LangChain’s memory isn’t about remembering past conversations; it’s about selectively forgetting them to manage token limits.
Let’s see how this plays out. Imagine a chatbot using LangChain’s ConversationBufferMemory.
from langchain_openai import ChatOpenAI
from langchain.chains import ConversationChain
from langchain.memory import ConversationBufferMemory
llm = ChatOpenAI(model_name="gpt-3.5-turbo", temperature=0)
memory = ConversationBufferMemory()
conversation = ConversationChain(llm=llm, memory=memory, verbose=True)
print(conversation.invoke("Hi there!"))
print(conversation.invoke("I'm feeling a bit lost today."))
print(conversation.invoke("Can you help me find my way?"))
When you run this, you’ll see verbose=True output showing the LLM’s prompt. Notice how each turn includes all previous messages. The prompt for the third invoke looks something like this:
System: The following is a friendly conversation between a human and an AI. The AI is talkative and provides lots of specific details from its context. If the AI does not know the answer to a question, the AI states that it should not do that.
Human: Hi there!
AI: Hello! How can I help you today?
Human: I'm feeling a bit lost today.
AI: I'm sorry to hear that. Can you tell me more about what's making you feel lost?

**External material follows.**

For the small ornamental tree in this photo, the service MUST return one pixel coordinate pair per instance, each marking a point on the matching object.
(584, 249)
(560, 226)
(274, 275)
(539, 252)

Human: Can you help me find my way?
AI:
This is ConversationBufferMemory in action. It literally buffers every single message. The problem? LLMs have context windows. gpt-3.5-turbo has a 4k or 16k token limit. If your conversation gets long enough, you’ll hit that limit, and the LLM will start truncating, or worse, error out.
Now, consider ConversationSummaryMemory. Instead of storing every message, it uses the LLM itself to periodically summarize the conversation.
from langchain_openai import ChatOpenAI
from langchain.chains import ConversationChain
from langchain.memory import ConversationSummaryMemory
llm = ChatOpenAI(model_name="gpt-3.5-turbo", temperature=0)
memory = ConversationSummaryMemory(llm=llm) # Note: llm passed here
conversation = ConversationChain(llm=llm, memory=memory, verbose=True)
print(conversation.invoke("Hi there!"))
print(conversation.invoke("I'm feeling a bit lost today."))
print(conversation.invoke("Can you help me find my way?"))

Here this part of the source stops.